My flowers that didn’t grow during the extreme heat and drought, the ones I watered, talked kindly too. The ones that survived the first earlier-than-normal cold snap and the return to normal temperatures. Well, they are frost bitten and now shrivaling. These include lantanas, salvias, a pineapple sage, and snap dragons.
During this Grandfather’s rose started dropping leaves. I watered it. It dropped more leaves. I worried and fretted all summer over this because Grandfather’s rose is a family heirloom. My great grandfather gave it my grandmother when my mother was born in 1929.
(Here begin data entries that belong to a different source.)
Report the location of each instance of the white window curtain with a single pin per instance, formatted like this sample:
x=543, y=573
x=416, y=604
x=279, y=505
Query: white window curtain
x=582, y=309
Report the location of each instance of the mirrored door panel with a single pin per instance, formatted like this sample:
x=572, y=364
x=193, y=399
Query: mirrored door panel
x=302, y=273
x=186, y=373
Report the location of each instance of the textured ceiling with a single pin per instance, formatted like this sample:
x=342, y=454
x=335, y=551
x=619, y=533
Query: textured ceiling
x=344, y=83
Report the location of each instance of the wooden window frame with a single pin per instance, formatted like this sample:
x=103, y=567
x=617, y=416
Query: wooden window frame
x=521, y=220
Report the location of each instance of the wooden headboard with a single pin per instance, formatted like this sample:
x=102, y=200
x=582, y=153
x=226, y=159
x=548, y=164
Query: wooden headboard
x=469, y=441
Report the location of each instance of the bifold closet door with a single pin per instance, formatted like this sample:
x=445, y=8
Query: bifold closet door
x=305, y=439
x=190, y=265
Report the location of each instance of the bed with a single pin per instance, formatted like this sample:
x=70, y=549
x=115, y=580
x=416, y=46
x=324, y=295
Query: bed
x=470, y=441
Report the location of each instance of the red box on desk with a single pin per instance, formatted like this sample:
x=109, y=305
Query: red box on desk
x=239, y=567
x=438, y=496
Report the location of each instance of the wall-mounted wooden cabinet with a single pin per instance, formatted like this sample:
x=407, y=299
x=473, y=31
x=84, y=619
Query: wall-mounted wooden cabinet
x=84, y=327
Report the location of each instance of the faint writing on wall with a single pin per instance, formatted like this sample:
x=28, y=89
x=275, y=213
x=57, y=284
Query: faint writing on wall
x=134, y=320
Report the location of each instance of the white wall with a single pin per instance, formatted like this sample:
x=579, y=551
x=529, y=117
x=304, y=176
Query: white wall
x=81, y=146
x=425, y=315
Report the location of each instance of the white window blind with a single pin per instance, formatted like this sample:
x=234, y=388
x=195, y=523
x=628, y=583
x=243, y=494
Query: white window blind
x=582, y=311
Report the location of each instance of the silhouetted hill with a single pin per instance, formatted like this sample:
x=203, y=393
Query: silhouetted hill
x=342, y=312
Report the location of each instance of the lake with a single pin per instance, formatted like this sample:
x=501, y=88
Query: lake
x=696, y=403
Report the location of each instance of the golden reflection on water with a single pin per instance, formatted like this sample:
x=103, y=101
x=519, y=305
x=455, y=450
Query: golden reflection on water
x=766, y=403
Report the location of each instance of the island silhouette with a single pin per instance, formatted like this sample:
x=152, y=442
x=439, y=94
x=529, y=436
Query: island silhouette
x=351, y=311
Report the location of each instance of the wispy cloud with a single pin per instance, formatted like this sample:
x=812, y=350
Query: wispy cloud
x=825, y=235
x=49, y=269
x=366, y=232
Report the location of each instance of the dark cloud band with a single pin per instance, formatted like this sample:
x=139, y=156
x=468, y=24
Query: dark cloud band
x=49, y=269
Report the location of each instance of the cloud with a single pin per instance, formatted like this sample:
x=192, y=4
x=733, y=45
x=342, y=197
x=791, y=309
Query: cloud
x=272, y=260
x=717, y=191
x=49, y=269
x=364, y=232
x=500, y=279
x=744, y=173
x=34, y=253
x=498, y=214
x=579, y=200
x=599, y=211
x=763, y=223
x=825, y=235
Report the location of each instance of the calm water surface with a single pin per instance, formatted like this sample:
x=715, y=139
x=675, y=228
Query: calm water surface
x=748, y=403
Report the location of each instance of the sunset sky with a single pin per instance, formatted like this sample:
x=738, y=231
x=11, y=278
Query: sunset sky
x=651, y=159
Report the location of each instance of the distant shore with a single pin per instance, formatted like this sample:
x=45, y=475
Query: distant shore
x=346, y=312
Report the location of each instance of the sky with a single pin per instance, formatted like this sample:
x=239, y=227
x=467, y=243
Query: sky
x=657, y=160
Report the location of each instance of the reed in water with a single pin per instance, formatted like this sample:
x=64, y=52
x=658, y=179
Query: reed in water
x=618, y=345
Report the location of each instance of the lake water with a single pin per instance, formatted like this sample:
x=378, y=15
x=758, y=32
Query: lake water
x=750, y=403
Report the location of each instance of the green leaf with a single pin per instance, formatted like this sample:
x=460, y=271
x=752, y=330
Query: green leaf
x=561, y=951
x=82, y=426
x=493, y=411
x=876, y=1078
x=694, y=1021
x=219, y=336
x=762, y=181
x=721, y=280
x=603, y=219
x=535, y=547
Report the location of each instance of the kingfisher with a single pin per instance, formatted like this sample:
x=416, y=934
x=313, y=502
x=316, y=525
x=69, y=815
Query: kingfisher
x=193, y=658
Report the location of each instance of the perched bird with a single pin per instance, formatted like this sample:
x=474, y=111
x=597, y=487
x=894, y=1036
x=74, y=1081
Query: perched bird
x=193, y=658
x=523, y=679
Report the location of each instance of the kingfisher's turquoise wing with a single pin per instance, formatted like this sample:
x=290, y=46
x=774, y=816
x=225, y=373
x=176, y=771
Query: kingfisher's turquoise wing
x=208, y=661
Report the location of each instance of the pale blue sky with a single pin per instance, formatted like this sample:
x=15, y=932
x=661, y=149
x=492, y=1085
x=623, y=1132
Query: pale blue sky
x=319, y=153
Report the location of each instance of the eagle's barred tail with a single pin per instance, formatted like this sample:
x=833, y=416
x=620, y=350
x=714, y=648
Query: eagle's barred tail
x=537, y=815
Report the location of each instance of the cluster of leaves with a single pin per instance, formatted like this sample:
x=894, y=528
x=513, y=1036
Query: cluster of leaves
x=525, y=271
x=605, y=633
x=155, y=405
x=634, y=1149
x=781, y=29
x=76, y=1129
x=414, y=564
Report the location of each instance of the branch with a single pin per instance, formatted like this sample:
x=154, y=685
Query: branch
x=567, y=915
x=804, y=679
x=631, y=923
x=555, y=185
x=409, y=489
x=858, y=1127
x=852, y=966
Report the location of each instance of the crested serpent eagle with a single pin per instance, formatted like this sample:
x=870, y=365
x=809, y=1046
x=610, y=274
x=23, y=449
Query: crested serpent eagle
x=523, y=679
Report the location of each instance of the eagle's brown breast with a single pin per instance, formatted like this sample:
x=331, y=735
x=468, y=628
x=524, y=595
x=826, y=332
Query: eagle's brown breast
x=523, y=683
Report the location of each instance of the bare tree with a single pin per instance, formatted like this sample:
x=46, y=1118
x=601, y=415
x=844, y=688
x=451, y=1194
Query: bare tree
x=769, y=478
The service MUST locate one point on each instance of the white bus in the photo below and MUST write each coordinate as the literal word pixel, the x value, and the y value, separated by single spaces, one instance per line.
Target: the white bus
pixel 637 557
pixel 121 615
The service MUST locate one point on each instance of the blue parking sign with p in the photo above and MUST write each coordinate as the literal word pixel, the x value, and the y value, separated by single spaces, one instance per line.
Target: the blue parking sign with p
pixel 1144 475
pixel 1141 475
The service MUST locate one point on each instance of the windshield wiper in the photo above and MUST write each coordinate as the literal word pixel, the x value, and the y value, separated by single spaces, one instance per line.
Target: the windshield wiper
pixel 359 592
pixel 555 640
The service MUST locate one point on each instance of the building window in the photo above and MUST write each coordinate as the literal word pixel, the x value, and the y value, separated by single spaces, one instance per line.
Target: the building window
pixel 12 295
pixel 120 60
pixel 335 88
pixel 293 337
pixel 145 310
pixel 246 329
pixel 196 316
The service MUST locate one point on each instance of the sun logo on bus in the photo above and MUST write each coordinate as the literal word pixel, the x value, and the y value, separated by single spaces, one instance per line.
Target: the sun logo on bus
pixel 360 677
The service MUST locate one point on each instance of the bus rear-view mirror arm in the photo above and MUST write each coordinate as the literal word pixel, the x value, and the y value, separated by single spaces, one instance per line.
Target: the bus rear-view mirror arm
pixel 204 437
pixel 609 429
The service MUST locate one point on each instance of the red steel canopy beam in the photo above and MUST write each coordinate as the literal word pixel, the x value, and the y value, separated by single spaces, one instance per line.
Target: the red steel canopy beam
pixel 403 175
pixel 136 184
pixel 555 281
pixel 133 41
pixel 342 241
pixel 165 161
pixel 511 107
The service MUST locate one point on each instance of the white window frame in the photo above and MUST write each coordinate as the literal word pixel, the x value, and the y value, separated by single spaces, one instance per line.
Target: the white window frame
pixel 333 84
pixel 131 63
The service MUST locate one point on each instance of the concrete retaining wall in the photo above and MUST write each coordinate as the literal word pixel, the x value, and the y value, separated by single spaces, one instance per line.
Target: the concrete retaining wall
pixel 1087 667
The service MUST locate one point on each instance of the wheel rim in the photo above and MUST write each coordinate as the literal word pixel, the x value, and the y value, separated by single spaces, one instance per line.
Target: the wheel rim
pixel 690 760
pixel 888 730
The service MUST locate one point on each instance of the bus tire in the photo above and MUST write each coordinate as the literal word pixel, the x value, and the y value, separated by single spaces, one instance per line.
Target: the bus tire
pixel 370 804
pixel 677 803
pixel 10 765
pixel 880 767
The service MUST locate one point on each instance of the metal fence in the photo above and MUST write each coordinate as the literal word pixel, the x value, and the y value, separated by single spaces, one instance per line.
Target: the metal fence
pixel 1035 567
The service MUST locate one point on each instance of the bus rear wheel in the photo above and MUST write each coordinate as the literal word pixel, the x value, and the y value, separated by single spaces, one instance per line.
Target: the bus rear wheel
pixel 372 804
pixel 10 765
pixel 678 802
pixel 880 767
This is what the rose looks like now. It started growing leaves not to long ago and had a few flowers.
Obviously, the chill didn’t affect the flowers.
I also have a second-generation of grandfather’s rose. It grows on the north side of my garden area.
A garden spider, which I think is out late for them, has a web in it. Strong north winds from hurricaine Sandy practically destroyed the spider’s web. There’s so much of it missing that I couldn’t tell it was an orb-weaver’s web.
Very little web shows in this picture.
Those winds must have been a wild ride for the spider. I wondered if it stayed in the web, on a branch or on the ground during it all.
Obviously, the spider repaired the web somewhat overnight. The white mass is prey she has confined in silk.